IMO this is a good candidate for a partitioned table. Partition by (e.g.) one month, and you can delete an entire month’s worth of data just by dropping the table.
The author mentions this at the bottom of the article.
So they do.
That may or may not be useful on SSDs/NVMe. One of the world’s MySQL experts that I know had a rant about this: partitioned tables are not faster if you’re not on spinning disks. I don’t remember the details but it was fairly compelling. This obviously depends on your storage engine. For something like Splunk where archival/deletion of cold buckets was a design goal for the storage engine it works fine, but Splunk is automatically partitioned by timestamp anyway.

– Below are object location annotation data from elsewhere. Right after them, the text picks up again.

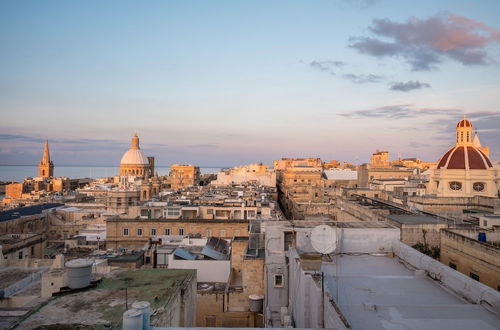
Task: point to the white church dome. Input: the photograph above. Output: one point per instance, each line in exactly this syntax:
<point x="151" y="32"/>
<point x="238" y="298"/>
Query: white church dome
<point x="134" y="156"/>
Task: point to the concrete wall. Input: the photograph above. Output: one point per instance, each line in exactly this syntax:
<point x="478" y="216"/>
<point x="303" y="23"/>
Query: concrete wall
<point x="181" y="309"/>
<point x="207" y="270"/>
<point x="451" y="205"/>
<point x="462" y="285"/>
<point x="115" y="237"/>
<point x="471" y="256"/>
<point x="210" y="308"/>
<point x="354" y="240"/>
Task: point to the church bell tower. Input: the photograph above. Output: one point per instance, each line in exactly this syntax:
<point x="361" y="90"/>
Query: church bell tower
<point x="46" y="167"/>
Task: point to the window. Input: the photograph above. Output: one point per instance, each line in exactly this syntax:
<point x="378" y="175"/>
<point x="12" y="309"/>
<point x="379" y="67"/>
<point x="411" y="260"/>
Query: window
<point x="455" y="185"/>
<point x="474" y="276"/>
<point x="211" y="321"/>
<point x="478" y="186"/>
<point x="173" y="212"/>
<point x="278" y="280"/>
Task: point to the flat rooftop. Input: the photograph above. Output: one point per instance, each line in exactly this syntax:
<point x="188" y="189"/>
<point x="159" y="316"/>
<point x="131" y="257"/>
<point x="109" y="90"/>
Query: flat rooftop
<point x="105" y="304"/>
<point x="413" y="219"/>
<point x="377" y="292"/>
<point x="25" y="211"/>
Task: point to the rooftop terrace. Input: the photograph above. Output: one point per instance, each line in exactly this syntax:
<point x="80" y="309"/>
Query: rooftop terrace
<point x="376" y="292"/>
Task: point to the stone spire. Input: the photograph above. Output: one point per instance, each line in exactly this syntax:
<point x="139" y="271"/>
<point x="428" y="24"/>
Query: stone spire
<point x="46" y="167"/>
<point x="135" y="141"/>
<point x="46" y="153"/>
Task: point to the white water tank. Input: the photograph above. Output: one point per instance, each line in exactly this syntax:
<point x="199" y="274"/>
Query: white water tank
<point x="144" y="308"/>
<point x="79" y="273"/>
<point x="132" y="319"/>
<point x="256" y="302"/>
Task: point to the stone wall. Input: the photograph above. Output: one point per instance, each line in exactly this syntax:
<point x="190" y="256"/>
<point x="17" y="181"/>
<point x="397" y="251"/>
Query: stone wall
<point x="471" y="257"/>
<point x="115" y="234"/>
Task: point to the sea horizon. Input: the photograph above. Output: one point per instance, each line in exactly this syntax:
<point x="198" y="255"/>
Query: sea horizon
<point x="18" y="173"/>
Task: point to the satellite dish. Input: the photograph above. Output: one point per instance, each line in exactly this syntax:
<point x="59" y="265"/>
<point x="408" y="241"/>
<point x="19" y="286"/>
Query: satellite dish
<point x="323" y="239"/>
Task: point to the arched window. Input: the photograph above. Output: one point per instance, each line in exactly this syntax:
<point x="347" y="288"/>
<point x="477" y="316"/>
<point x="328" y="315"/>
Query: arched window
<point x="478" y="186"/>
<point x="455" y="185"/>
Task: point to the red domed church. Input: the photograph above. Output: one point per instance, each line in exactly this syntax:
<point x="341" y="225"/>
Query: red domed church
<point x="465" y="170"/>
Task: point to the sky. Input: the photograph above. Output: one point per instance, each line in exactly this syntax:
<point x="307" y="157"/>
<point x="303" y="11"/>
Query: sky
<point x="225" y="83"/>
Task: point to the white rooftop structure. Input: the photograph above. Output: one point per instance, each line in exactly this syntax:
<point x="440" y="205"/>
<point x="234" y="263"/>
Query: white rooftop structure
<point x="341" y="174"/>
<point x="378" y="292"/>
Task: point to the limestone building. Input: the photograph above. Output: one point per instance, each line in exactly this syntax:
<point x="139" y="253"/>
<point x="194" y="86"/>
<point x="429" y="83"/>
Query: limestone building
<point x="182" y="176"/>
<point x="465" y="170"/>
<point x="135" y="163"/>
<point x="258" y="173"/>
<point x="46" y="167"/>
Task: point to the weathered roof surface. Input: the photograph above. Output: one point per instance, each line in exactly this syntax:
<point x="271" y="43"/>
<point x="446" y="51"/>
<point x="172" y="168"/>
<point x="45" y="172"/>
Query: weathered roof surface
<point x="413" y="219"/>
<point x="380" y="293"/>
<point x="106" y="303"/>
<point x="27" y="210"/>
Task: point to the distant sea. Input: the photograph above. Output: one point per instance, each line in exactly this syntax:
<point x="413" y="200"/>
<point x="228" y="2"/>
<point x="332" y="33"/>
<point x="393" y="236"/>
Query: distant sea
<point x="20" y="172"/>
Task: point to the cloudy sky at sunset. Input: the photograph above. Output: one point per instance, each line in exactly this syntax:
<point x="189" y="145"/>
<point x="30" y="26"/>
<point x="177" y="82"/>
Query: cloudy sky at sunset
<point x="222" y="83"/>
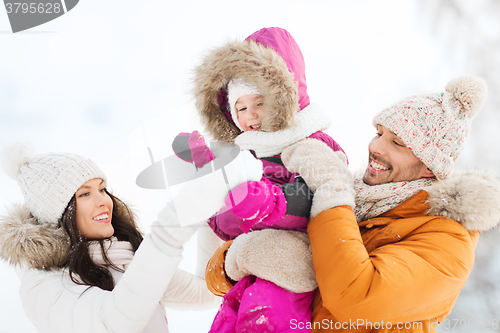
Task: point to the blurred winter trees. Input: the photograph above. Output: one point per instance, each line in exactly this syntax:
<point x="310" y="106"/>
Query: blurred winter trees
<point x="469" y="34"/>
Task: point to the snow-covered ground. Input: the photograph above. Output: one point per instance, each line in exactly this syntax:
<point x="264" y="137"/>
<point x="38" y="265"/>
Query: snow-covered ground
<point x="110" y="78"/>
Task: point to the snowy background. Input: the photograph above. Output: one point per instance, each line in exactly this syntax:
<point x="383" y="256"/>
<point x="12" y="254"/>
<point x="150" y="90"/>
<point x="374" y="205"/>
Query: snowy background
<point x="110" y="78"/>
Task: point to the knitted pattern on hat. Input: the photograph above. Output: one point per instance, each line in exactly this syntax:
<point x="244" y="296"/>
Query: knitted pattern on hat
<point x="48" y="181"/>
<point x="434" y="126"/>
<point x="373" y="201"/>
<point x="237" y="88"/>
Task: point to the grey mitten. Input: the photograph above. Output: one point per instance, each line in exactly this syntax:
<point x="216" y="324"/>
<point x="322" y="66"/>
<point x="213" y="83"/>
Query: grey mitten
<point x="325" y="172"/>
<point x="280" y="256"/>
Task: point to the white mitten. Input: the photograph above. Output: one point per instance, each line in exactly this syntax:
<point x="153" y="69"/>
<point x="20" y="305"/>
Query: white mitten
<point x="280" y="256"/>
<point x="167" y="233"/>
<point x="324" y="171"/>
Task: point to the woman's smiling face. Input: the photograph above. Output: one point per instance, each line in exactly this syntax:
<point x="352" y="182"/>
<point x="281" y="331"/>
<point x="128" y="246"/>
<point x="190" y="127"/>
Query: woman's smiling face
<point x="94" y="209"/>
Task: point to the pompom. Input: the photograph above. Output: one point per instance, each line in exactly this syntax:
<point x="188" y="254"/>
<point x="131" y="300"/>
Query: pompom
<point x="14" y="157"/>
<point x="471" y="91"/>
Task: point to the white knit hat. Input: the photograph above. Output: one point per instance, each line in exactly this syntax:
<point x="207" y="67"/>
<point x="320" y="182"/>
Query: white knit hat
<point x="48" y="181"/>
<point x="235" y="89"/>
<point x="434" y="126"/>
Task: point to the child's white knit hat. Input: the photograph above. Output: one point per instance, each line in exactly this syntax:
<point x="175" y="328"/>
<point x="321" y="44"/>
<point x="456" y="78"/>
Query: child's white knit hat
<point x="235" y="89"/>
<point x="48" y="181"/>
<point x="434" y="126"/>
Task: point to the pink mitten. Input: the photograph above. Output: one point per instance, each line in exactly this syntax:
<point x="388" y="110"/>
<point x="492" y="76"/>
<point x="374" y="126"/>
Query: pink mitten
<point x="256" y="202"/>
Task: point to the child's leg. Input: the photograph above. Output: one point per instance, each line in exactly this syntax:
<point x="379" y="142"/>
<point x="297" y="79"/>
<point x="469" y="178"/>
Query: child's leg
<point x="265" y="307"/>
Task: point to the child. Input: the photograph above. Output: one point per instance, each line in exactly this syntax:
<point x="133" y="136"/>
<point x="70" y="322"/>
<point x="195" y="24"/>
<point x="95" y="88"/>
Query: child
<point x="83" y="263"/>
<point x="243" y="89"/>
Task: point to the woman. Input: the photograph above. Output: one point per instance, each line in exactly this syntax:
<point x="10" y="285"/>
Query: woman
<point x="84" y="265"/>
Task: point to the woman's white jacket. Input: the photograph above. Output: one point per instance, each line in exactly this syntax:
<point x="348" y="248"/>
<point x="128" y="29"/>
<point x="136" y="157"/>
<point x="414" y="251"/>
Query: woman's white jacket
<point x="54" y="303"/>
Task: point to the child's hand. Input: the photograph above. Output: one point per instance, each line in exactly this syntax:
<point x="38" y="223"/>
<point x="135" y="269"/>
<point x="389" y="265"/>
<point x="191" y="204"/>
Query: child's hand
<point x="325" y="172"/>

I recall the existence of databases specially designed for ergonomic management of time-series data. I wonder if those have worked out a good solution to efficiently deleting data beyond some horizon.
The problem is that if your main store is an ACID db and you use your events table for audit/compliance (as opposed to best-effort logging), you really want writes to it to be in a transaction with the events they’re auditing. Otherwise you need some sort of distributed transaction, and no one wants to deal with that just for audits.
So a specialized time-series DB would be great for audit data but probably not for your main DB in a SaaS product.
Ah, I see. And this can’t be baked into the database because there’s no one-size-fits-all solution?